Facing its deepest recession since World War Two, the big question is how fast Germany’s export-oriented economy can recover with the easing of a shutdown that halted production and stunted retail activity.
Seasonally adjusted exports plunged 24% on the month, far more than economists expected, while imports slid 16.5%. The trade surplus shrank to 3.2 billion euros, the Federal Statistics Office said on Tuesday.
Economists polled by Reuters had expected exports to fall by 15.6% and imports to slide by 16%. The trade surplus was expected to come in at 10.0 billion euros ($11.3 billion).
“Little is left of the last decade’s export boom,” said Alexander Krueger, economist at Bankhaus Lampe.
A recovery may have already started due to a loosening of the lockdown and reopening of borders, he said. “But the road out of the corona trough is long, rocky and above all uncertain, especially for foreign trade.”
The BDI industry association sees exports sliding by about 15% this year and imports by some 12%.
Desperate to speed up recovery, the government last week announced a 130 billion euro ($146 billion) stimulus package to help boost domestic demand. That comes on top of 750 billion euros worth of measures announced in March.
But the government still expects the economy to shrink by 6.3% this year and, in a sign of the scale of the crisis, about a quarter of German companies needed liquidity aid last month, the Ifo economic institute said.
The pace of recovery also depends on European neighbours and trade partners such as China and the United States, as well as on logistics such as open borders and supply chains.

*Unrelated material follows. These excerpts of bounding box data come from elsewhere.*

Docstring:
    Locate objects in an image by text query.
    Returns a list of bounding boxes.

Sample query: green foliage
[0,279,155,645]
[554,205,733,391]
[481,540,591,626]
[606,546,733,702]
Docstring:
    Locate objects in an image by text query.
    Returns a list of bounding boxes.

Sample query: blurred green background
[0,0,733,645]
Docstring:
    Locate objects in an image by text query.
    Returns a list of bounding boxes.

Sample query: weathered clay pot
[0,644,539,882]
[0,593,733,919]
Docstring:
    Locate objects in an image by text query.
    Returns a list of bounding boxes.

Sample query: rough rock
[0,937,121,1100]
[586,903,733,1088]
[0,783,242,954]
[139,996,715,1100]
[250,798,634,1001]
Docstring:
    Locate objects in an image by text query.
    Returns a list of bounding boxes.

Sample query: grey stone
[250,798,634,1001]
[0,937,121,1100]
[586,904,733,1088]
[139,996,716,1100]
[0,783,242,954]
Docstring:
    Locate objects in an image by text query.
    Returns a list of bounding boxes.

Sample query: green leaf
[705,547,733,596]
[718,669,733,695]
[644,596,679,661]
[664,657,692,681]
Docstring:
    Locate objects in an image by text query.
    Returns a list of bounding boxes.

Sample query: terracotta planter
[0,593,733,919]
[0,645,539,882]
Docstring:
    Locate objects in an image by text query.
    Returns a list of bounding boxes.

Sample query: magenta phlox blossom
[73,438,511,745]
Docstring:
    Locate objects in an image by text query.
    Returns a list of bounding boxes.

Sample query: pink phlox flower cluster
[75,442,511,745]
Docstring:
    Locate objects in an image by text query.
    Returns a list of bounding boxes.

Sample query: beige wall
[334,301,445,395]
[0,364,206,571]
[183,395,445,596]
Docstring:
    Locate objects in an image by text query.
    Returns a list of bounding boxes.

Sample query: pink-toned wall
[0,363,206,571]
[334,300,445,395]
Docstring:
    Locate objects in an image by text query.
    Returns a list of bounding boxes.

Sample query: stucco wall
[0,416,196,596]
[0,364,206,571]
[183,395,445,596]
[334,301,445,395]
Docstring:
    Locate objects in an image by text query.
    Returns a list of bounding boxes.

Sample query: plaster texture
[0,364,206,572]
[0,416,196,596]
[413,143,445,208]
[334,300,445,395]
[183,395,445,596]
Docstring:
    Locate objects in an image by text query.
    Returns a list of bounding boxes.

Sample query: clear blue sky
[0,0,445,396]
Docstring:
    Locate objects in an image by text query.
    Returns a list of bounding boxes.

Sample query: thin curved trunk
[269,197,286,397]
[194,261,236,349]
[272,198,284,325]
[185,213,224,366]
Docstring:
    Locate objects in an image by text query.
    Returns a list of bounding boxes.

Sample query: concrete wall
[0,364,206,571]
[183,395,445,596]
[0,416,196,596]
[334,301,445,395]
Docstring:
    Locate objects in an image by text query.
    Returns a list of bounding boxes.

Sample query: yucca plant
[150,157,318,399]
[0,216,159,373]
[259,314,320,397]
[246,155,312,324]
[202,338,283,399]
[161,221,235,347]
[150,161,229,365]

Exports to France and the United States, hit hard by the coronavirus, slid by about 48% and 36% respectively, while those to China, which has started to emerge from the crisis, fell by 12.6% in April, the Office said.
German industrial goods in April suffered their biggest drop since 1991, data last week showed, but the economy ministry said the worst was probably over.
“April may have marked the low point and exports have been pointing upwards since May,” said Stefan Kooths of the IfW institute in Kiel. “But the recovery is still too weak to quickly make up for the sharp declines,” he added.